The core function of EthoVision XT is the detection and tracking of an animal. It’s critical to accurately recognize the animal and distinguish it from its background. This is arguably the most important step in video tracking, since without recognition, there is nothing to track.
The detection algorithm in EthoVision XT is one of the major reasons why EthoVision XT is considered the best of its kind. Advanced tracking technology assures you of accurate and reliable results. Even under harsh conditions.
EthoVision XT has several tracking models, meaning that detection and tracking of the animals is optimized to the species you are tracking.
- Default model for any species
- Default model for rodents
- Model for rodents in case of occlusions
- Model for zebrafish in case of occlusions
- Model for other animal species in case of occlusions
Multiple Body Points detection
Multiple body points tracking is possible for both rodents and zebrafish (designed for top view tracking). Besides, several shape-models are available for rodents and other animals.

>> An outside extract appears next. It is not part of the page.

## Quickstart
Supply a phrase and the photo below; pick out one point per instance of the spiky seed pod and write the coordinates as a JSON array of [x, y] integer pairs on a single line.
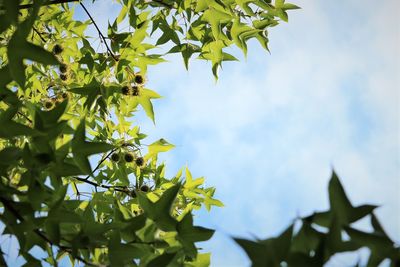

Deep learning-based body points detection
EthoVision XT 16 introduced a new deep learning technology to detect rodent body points. It is a kind of machine learning that can find structure in unstructured data, such as video images. EthoVision XT 17 expands this technology by being able to use deep learning tracking in 4 arenas simultaneously.
‘Deep’ means that the trained neural networks are layered, so it learns to represent data at various levels. Low level data can simply be the colors, high level data is more abstract, such as ‘a tail’.
The result is a much more accurate and recognition of the animal, resulting in a much more stable detection of the nose point, center point, and tail base of mice. This new technology will take any experiment that relies on multiple body points tracking to a higher level. Think of novel object recognition, nose poke/hole board tests, social preference testing, or 3-chambered setups.
Deep learning technology in EthoVision XT works on rats and mice with an even fur color and hooded (Long-Evans) rats.
Using deep learning requires substantial computation power, you need a Graphics Processing Unit (GPU) that is able to sustain those computations.
Experimental set-ups differ and some might be more prone to background changes, creating a challenge for video tracking. For instance, continued tracking after your animal has urinated or reorganized its bedding can lead to mistakes that influence your results. That is why EthoVision XT builds in multiple detection methods for animal tracking, and you can fine-tune each method to your specific lab situation (Gray Scaling, Static Subtraction, Dynamic Subtraction, Differencing).
Automatic detection settings
There are many choices and fine-tuning options in the detection settings, but we can imagine that you would rather spend your time on something else. So we have included automated detection settings. Based on your video file or live signal, EthoVision XT automatically suggests the optimal detection settings. All it takes is a few simple mouse clicks.